From 1939 to 1945 I served with the 2nd Battalion of the Welsh Guards in the Army and saw action in Holland; Boulogne, France; Lake Trasimino, Italy; Ceylon (switching to Royal Navy after training as Air Liaison Officer with the RAF), Burma and Singapore for the Japanese surrender.
But between 1941 and 1942 I served with the RAF as Air Liaison Officer attached to 613 Squadron.
From 1943 until the end of the war I then served with the Royal Navy as O/C 4 Carrier Borne Air Liaison Section in Gibraltar; Malta; Greece; Alexandria, Egypt and in 1944 Trincomalee, Ceylon, Burma, Penang and Singapore for the final surrender of the Japanese in 1945.
I was born in London in 1916, during a German Zeppelin raid. My father, of Welsh Origin, was one of the officers who had transferred from the Royal Army Service Corps to join the Welsh Guards on its formation in 1915. It was therefore natural for me to join the Welsh Guards as a Reservist after getting my degree in law at Magdalene College, Cambridge.
I was due to start Army training at Pirbright Guard’s Camp in September 1939 as an officer on Supplementary Reserve. I remember being at the Military Tailors, Dege, in Conduit Street where the Regimental Adjutant was checking the fit of my uniform as a 2nd Lieutenant when war broke out.
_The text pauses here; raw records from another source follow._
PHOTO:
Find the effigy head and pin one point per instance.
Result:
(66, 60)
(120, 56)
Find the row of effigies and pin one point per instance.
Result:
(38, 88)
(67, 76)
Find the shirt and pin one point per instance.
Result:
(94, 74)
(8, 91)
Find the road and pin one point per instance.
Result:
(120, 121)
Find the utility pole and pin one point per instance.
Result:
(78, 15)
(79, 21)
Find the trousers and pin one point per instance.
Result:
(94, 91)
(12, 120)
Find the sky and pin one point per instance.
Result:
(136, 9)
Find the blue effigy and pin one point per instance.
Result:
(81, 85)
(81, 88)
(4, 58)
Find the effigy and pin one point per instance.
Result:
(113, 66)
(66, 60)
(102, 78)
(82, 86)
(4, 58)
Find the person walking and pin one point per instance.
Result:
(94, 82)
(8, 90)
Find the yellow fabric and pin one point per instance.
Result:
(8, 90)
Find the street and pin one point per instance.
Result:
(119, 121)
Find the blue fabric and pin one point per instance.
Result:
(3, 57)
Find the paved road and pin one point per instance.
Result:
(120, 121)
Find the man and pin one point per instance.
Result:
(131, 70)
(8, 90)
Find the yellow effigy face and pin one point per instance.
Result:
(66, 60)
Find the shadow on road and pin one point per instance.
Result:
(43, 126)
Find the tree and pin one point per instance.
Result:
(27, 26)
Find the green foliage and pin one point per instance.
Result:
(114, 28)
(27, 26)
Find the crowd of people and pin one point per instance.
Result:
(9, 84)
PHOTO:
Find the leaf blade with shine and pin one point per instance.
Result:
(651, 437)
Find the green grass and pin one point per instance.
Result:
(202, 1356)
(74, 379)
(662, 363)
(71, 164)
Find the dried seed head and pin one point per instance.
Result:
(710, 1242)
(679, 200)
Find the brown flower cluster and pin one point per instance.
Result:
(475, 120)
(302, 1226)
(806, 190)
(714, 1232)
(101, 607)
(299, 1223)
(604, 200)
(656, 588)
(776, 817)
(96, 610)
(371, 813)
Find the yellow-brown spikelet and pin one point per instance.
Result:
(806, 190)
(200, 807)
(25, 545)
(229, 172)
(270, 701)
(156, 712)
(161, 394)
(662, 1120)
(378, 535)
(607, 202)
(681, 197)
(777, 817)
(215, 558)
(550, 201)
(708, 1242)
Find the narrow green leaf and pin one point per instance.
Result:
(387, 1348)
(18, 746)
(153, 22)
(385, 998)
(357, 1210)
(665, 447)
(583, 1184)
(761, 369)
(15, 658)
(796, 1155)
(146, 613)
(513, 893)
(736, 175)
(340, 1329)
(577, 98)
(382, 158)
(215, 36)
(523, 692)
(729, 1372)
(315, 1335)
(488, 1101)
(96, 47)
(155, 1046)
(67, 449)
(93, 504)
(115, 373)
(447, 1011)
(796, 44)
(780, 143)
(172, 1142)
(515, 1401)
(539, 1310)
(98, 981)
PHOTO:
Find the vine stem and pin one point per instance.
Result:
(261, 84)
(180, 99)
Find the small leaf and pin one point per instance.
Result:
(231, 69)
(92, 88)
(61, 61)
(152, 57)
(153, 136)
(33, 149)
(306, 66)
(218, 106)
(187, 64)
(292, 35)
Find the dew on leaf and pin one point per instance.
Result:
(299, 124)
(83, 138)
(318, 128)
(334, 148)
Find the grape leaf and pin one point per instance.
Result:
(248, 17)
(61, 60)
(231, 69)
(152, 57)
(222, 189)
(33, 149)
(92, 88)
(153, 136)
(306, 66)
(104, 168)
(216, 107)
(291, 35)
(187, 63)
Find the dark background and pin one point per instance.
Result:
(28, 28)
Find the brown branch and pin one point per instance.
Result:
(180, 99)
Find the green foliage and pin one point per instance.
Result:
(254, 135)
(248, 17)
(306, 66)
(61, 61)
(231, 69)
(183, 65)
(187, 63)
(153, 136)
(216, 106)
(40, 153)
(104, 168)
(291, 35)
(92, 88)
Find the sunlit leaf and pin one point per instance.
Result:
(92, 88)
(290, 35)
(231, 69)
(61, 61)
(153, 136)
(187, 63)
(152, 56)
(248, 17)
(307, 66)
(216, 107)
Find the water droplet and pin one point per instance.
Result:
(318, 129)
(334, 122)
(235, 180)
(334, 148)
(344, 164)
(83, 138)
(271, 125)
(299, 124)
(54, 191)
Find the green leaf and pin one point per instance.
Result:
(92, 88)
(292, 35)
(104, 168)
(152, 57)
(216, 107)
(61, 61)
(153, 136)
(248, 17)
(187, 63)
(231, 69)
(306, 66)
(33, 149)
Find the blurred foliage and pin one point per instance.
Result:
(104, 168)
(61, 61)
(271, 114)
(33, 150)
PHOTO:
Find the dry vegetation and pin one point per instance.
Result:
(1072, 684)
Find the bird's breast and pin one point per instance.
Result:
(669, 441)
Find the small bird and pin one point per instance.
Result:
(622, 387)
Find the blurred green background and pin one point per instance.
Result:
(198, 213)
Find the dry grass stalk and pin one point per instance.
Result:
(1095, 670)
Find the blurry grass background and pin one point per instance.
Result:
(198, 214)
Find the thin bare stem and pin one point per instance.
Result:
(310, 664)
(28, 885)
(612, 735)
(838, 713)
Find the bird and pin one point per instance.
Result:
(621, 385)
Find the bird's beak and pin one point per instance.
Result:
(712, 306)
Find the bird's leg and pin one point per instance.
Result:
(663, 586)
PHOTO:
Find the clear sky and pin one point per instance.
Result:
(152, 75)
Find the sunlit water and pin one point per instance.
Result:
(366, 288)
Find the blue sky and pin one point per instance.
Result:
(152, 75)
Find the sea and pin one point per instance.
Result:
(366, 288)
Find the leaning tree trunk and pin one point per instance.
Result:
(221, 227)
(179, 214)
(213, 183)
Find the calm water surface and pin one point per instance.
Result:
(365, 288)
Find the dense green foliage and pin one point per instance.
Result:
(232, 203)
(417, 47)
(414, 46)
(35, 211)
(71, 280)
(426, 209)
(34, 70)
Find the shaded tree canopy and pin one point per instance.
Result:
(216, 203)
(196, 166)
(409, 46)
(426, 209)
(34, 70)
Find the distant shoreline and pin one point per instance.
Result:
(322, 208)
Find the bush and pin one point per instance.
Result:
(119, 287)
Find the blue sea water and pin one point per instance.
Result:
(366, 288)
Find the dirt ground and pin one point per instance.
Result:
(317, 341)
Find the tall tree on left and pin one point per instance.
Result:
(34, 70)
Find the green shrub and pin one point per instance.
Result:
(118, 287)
The following day, as I walked down Birdcage Walk (struggling not to trip over my newly presented sword), the sirens started to announce the first air raid on London. Luckily this was a false alarm. At the Regimental HQ, I was ordered to report to the Tower of London to be trained to take over the duties of mounting guard over London. Six weeks later my platoon was mounting guard at Buckingham Palace!
Luckily, the platoon consisted of Welsh Guards Reservists who constituted the majority of the Welsh Police Force in peacetime. The first job for my platoon was to escort the crew of the first German submarine which had surrendered on the South coast of England. I was able to order them to march to the buses that took us up to a deserted cotton factory in North Lancashire. My sergeant told me on arrival that my German sounded like the Welsh orders which the Guardsmen expected.
From the Tower of London we spent four months patrolling the Ammunition Stores and Royal palaces of London. The officers on duty dined in the Officers’ Guardroom of St James’ Palace.
At the Tower, we were inspected by His Majesty George VI and the Reserves became the 2nd Battalion of the Welsh Guards (the First Battalion was already at war in France behind the Maginot line trying to keep the German Army out of France).
After the inspection the 2nd Battalion Welsh Guards was formed and moved out of London to a tented campsite at Theydon Bois where we trained. Meanwhile the German Army made preparations for storming the Maginot Line on the way to capturing France, whose Army capitulated quickly, overwhelmed by the speed with which Hitler’s tanks overran the country.